Few stone monuments are as recognizable as the moai of Rapa Nui (Easter Island), and few cautionary tales are as widely repeated as the sorry fate of the Polynesian society that crafted the monumental stone sentinels.
The drive to create these enigmatic and enormous monuments resulted in widespread deforestation, the story goes, which in turn led to systematic warfare over increasingly scarce resources and, ultimately, complete societal and economic collapse before the arrival of the first Europeans in 1722.
But now the most common—and most unremarkable—artifacts on the island are shifting the debate about whether the Rapanui virtually wiped themselves out in a frenzy of organized violence before European contact.

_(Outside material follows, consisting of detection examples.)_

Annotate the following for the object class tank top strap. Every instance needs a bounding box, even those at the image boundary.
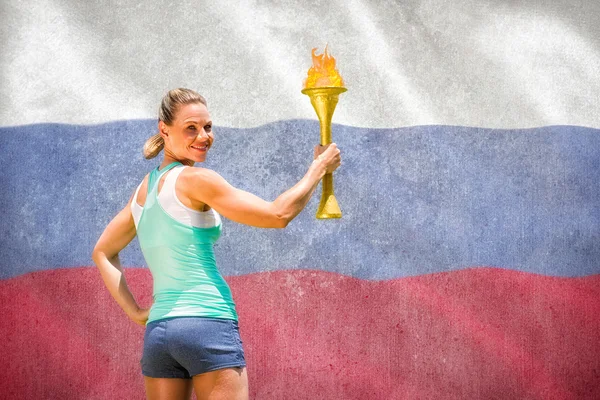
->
[146,161,183,202]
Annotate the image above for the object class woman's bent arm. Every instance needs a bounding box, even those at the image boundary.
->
[92,196,145,325]
[186,160,326,228]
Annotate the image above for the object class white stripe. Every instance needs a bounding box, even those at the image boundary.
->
[0,0,600,128]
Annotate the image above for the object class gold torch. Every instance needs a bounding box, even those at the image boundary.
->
[302,46,347,219]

By 1877, only 110 Rapanui were alive on the island, and it was around this time that European ethnographers began to collect their oral histories about the earlier wars that ravaged their community. Since then, researchers have suggested that the thousands of small, three-sided, stemmed obsidian tools found across the island were the weapons employed in these battles. (Watch the moai “walk.”)
In his 2005 book Collapse, former National Geographic Explorer-in-Residence Jared Diamond characterizes the tools, known as mata’a, as leftovers “from an epidemic of civil war.” The humble mata’a are even touted as an example of “stone-age weapons innovation” in a publication by the U.S. government’s Defense Threat Reduction Agency.

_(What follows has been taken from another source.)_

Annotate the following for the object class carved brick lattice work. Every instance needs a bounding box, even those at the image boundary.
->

There’s no organized violence and no mass killing.
However, a new study provides evidence that mata’a could not have been used as lethal weapons for systemic violence. This adds to a growing argument among Rapa Nui scholars that the warfare described in later accounts actually never happened, and that while the islanders certainly suffered from the effects of deforestation and environmental degradation, the only “collapse” occurred following contact with outsiders, who brought disease and slavery to the Rapanui.

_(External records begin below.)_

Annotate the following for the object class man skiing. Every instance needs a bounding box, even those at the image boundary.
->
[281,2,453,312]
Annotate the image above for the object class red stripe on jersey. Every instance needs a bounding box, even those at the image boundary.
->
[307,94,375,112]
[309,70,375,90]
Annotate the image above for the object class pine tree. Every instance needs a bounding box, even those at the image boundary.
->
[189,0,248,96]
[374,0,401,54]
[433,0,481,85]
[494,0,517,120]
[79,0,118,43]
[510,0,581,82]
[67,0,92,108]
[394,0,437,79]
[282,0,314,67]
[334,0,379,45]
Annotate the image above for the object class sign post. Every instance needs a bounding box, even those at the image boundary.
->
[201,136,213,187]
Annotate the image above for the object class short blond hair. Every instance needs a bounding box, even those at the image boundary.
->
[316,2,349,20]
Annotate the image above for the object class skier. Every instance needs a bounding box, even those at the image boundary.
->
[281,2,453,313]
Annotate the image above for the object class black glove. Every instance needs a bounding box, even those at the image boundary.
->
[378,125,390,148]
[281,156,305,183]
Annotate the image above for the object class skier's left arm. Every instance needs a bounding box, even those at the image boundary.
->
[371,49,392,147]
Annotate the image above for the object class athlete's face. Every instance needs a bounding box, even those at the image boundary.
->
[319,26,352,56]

Furthermore, the authors of the study argue that making the mata’a inefficient as killing tools was a deliberate decision by the isolated island community, which quickly realized that lethal internal battles would eventually leave everyone dead.
An analysis of obsidian tools known as mata’a shows that they were multipurpose tools and not systematically manufactured for warfare.
“No more lethal than any other kind of rock”
A research team led by National Geographic grantee Carl Lipo of Binghamton University analyzed more than 400 Rapa Nui mata’a to see if there are any consistent patterns in shape and size that can suggest a particular function for the blades — say, a long, narrow, pointed form that can effectively penetrate flesh and pierce organs.
While the mata’a ranged from 2.4 to 3.9 inches (six to ten centimeters) in length and width, the shapes varied so continuously that they were unable to identify any category of mata’a with a consistent form that would indicate design for a specific purpose. Rather, the vast variety of shapes indicate that mata’a most likely served as a multipurpose tool for all aspects of daily life on the island, including food cultivation and processing.